Specialized research centers such as the Sante Fe institue or the New England Complex Systems Institute are trying to achieve just that. We can only hope that they will have important breakthrough to share with us in the future.
But to answer the initial question of whether I think social sciences can be as successful as the hard sciences, my answer is no.
One reason is, as I’ve said a previous article, although I have faith we will better understand complexity in the future, some systems are just to complex to understand. And that also holds true for many social systems.
The second reason is, even if we perfectly understood how society functions, social engineering would still be problematic and undesirable. Indeed, even if we understand what is true of the world, that tells us nothing about what we should do in the world. Epistemic knowledge does not translate into ethics.

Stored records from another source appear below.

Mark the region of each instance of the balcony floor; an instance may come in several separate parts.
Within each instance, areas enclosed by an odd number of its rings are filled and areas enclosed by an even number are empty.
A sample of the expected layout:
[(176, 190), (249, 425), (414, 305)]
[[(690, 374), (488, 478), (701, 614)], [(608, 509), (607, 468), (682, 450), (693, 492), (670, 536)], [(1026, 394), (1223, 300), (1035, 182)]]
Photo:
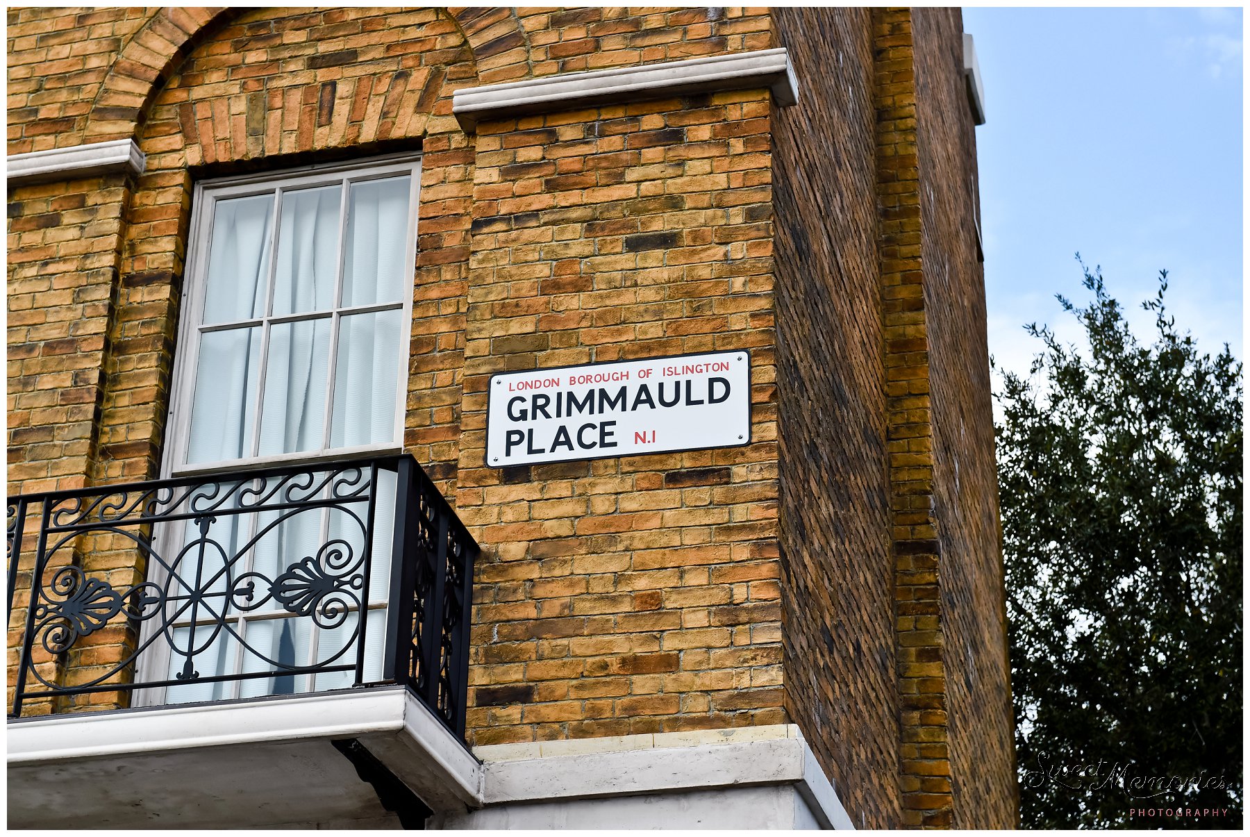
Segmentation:
[(11, 721), (9, 827), (399, 827), (350, 738), (431, 809), (480, 804), (478, 761), (382, 687)]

Even if we reached that perfect understanding, we would probably still disagree on ethical matters, which would make molding a perfect society impossible still, since perfect means something different to each and every one of us.
I have the intuition that sciences are often judged by what they bring to engineering and technology. And in the case the the social sciences, I have made the argument that even if we understood them perfectly, social engineering would still fail.